With his formal apology, the prime minister addressed those occupations and what this means for the European nation and its citizens’ future.

In the past, the Dutch government has expressed deep regret for the nation’s participation in slavery but has never issued a formal apology. Now he and his colleagues in Parliament have evolved, and a majority of the members support the issuing of the apology.

Much of the evolution has been prompted by social movements originally sparked in the United States like Black Lives Matter and the summer of civil unrest connected to the deathss of George Floyd, Breonna Taylor, and Ahmaud Arbery.

The public sorry is also a response to a government-appointed advisory board report published in 2021 that recommended the Netherlands apologizes and recognizes the slave trade and slavery from the 17th century until abolition “happened directly or indirectly under Dutch authority were crimes against humanity.”

Further pointing to the institutional racism in the Netherlands and saying it “cannot be seen separately from centuries of slavery and colonialism and the ideas that have arisen in this context.”

Denmark, France, the United Kingdom and the European Parliament have either apologized or made an officially recognition that slavery and the slave trade were crimes against humanity. Moreover, on behalf of the Roman Catholic Church, former Pope John Paul II issued an apology in 1985 for the church’s role in slavery stretching as far back as the late 1400s and early 1500s.

Bartolomé de las Casas, a Dominican priest and missionary, in his book the “Short Account of the Devastation of the West Indies,” detailed how the church sanctioned slavery and used the enslavement of native people to almost wipe out the indigenous populations on Hispaniola, Cuba and other islands and brought in African bondsman to do labor and repopulate the lands in the 16th century.

The former pope said, “Christians were to always look at the man who is in need, on the side of the road, is their brother, their neighbor. In the course of history, men belonging to Christian nations did not always do this, and we ask pardon from our African brothers who suffered so much because of the trade in Blacks.”

The United States, though not a European nation, has also officially apologized for slavery in 2008, according to the Smithsonian. While the apology, introduced as a resolution to congress by Rep.
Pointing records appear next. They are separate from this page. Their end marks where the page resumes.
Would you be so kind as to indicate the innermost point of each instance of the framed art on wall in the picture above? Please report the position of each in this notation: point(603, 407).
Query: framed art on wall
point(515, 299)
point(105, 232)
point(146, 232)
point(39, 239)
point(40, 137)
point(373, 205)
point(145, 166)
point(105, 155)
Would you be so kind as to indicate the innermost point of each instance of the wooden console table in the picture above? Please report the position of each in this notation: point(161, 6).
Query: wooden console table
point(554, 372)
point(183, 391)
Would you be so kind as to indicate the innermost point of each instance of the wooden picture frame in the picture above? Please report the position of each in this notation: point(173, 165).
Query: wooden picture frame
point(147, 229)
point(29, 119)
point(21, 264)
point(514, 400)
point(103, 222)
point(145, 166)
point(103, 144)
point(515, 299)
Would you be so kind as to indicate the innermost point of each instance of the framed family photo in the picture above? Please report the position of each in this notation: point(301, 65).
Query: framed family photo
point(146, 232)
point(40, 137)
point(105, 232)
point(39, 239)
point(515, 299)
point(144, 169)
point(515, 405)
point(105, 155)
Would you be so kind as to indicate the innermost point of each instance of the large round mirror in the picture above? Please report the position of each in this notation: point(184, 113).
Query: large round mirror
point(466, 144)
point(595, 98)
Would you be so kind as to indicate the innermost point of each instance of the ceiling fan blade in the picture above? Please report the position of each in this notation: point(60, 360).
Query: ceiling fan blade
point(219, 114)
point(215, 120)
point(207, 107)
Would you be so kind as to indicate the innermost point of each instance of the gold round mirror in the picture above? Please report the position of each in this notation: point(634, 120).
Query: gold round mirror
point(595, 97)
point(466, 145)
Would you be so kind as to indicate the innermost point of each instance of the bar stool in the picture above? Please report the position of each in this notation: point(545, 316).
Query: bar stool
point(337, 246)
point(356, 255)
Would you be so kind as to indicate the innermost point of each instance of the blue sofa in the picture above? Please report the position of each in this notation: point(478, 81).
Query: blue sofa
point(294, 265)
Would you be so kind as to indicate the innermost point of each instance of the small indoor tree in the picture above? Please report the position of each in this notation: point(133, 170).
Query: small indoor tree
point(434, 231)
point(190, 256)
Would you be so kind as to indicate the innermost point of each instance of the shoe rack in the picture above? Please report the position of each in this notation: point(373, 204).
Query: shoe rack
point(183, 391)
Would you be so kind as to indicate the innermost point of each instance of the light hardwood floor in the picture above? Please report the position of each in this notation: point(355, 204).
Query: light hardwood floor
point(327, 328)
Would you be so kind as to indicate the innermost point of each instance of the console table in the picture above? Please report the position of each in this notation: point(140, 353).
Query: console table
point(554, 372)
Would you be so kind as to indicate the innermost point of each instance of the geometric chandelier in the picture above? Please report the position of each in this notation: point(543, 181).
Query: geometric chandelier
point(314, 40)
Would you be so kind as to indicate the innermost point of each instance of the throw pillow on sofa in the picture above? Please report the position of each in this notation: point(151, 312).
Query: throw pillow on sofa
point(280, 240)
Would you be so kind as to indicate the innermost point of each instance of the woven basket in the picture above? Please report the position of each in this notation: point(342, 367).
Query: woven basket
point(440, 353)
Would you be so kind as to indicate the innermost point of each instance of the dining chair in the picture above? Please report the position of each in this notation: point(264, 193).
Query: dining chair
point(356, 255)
Steve Cohen (D-Tenn), was symbolic, the country had never officially apologized for the perpetuation of slavery and Jim Crow.

Euro News reports Almaz Teffera, a researcher on racism in Europe for Human Rights Watch, said the Dutch apology was “a big deal”, and “an important first step” that “will also lay the path for accountability of the Netherlands” and allow for some “healing for the descendants.”

Tefflera continued, “You could say that obviously, this apology comes 150 years too late since the abolition of slavery, but it is nevertheless a signal that things will change and change that will now need to be translated into action.”

“For an apology to really go as far as it should, it really requires a recognition that crimes have been committed during the colonial era and a true commitment also to repair these wrongs,” she continued. “Royal families also have their role to play and should similarly issue apologies.”

Teffera pushed, “The Dutch royalty should also issue an apology since they also profited from the Dutch slave trade and the argument that royal apologies would lead to polarization in society or other arguments against it, they just don’t hold up.”

A way to give flesh and meaning to the apology would be financial reparations to countries that used to be colonized by the Dutch (or other European nations) and to individuals who are descendants of the enslaved would be appropriate, she suggests. She also believes having a more accurate and honest representation of colonialism and slavery in school curricula would be a step forward.

The prime minister says the country has plans, starting on July 1, 2023, to memorialize slavery for a year. He said the country “will pause to reflect on this painful history. And on how this history still plays a negative role in the lives of many today.”